Lizas Hysterie und Minnellis Hypnose
Von „Cabaret“ bis „New York“: Liza Minnelli begeistert als klassischer Musical-Star in der nur halb verkauften Philharmonie
Karten erst ab 80 Euro, Schampus für 9 Euro das Gläschen, überraschenderweise kein Hochglanz-Programmheft oder Devotionalien: Aber die Minnelli ist da . Nachdem sie sich durch den anfänglichen Klangbrei in der Philharmonie gesungen hatte, konnte man hören: Die Stimme ist leicht heiserer geworden – und cooler. Dabei ist Liza immer noch die gewohnt dauerüberdrehte Frau am Rande des Nervenzusammenbruchs – jetzt noch mit Selbstironie nach zig gescheiterten Ehen (passend dazu ihr Song „If You Hadn’t“) und klinischen Drogen-Entgiftungen.
Denn als es im lockend-extatischen „Cabaret“-Song um ein totes leichtes Mädchen geht, die gerüchteweise an „Pillen und Likör“ gestorben ist, da schiebt die Minnelli ein kleines „hahaha“ ein – nach dem Motto: Das hätte auch mir passieren können. 63 Jahre ist die Diva jetzt und ihr musikalisches Konzept gegen das Alter ist, den Zeitablauf zu leugnen. So steht Liza da – in ihrem klassischen schwarzen Hosenanzug mit der losen Glitzerjacke, als ob die 70er nie vergangen wären.

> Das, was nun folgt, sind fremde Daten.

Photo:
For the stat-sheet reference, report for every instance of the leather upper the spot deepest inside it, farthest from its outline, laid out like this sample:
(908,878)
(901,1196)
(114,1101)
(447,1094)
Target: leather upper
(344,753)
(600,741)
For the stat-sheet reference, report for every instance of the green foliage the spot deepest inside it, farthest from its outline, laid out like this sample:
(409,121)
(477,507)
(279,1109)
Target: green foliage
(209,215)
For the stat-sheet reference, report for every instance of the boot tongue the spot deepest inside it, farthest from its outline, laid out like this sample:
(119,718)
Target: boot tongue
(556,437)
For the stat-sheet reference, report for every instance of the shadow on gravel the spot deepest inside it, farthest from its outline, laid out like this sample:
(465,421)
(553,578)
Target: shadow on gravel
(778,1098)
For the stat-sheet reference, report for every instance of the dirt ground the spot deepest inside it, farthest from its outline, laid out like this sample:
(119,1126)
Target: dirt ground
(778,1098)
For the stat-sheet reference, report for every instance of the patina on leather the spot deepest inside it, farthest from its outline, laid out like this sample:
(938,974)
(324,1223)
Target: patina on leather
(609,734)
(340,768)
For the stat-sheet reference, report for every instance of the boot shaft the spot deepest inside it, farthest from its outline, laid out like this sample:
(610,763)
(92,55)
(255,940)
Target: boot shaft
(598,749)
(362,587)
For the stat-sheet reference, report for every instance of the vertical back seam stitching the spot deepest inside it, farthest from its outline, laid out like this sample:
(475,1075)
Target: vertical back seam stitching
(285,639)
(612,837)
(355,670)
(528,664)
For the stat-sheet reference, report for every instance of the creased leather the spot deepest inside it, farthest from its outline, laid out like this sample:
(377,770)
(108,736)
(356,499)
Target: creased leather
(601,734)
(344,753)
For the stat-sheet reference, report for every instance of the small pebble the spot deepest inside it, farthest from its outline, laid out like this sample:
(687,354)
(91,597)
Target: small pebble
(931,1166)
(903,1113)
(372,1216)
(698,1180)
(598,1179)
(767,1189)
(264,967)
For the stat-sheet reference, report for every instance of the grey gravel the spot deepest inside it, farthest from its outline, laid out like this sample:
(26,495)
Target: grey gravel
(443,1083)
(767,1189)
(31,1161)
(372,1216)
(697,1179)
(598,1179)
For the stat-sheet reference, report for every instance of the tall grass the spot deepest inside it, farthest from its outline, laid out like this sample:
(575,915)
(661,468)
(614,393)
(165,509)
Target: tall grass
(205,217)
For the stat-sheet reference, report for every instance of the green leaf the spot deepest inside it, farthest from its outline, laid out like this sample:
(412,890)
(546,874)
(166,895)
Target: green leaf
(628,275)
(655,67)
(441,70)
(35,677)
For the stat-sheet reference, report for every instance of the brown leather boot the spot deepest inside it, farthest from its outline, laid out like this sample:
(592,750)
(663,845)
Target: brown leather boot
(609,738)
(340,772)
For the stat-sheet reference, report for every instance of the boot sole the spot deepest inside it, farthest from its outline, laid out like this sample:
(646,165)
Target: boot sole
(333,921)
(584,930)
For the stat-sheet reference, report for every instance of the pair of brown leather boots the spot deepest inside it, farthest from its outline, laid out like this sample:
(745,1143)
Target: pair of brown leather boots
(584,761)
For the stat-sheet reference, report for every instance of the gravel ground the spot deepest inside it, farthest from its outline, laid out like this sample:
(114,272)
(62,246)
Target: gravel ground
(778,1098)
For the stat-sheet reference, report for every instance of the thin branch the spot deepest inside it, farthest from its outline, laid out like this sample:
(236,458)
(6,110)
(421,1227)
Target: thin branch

Nur ein moderner Teleprompter mit den Texten hilft am Bühnenrand. Und als sie slapstickhaft gebückt einen Regiestuhl zum Sitzen ins Zentrum zerrt, witzelt sie: „Keine Angst, diesmal bin ich nicht verrückt, sondern einfach alt!“ Was skurril ist. Denn Liza singt kraftvoll atemlose anderthalb Stunden und erntet fünf Mal stehende Ovationen – für Klassiker von „The World Goes Round“ bis „New York", aus dem Publikum winkt Fritz Wepper, den sie als Freund begrüßt.
Ungebrochene Bühnenmagie
In die vitale Dauerextase schiebt sie Ruhigeres ein, wie den Charles-Aznavour-Tango „What Makes a Man“ – eine Hommage an ihr stark vertretenes rosa Publikum. Ein goldener Teddy war da bereits auf die Bühne geflogen. Liza dankt ehrlich den Münchnern, ihrem Publikum, das ihr die Treue hält, auch wenn oder gerade weil Liza immer Liza bleibt. Dazu gehört auch ihre Bühnenmagie. Die speist sich aus einer fantastischen Stimme, die mühelos zwischen aufgeregt infantil und vollstem, elektrisierendem Musicalklang oder zu louis-armstrong-heiserer Verruchtheit wechseln kann.
Und dann gibt es noch die Minnelli-Hypnose: Denn wenn Liza mit ihren Fingern lockt oder sich im Lichtkegel mit ausgesteckten Armen strahlend zurück wirft, könnte man das Pathos ihrer Songs allein aus ihrer verführerischen Kunst theatralischer Gesten spüren – ein spannender Kontrast zur natürlich sympathischen Beinahe-Hysterie dieses Show-Stars.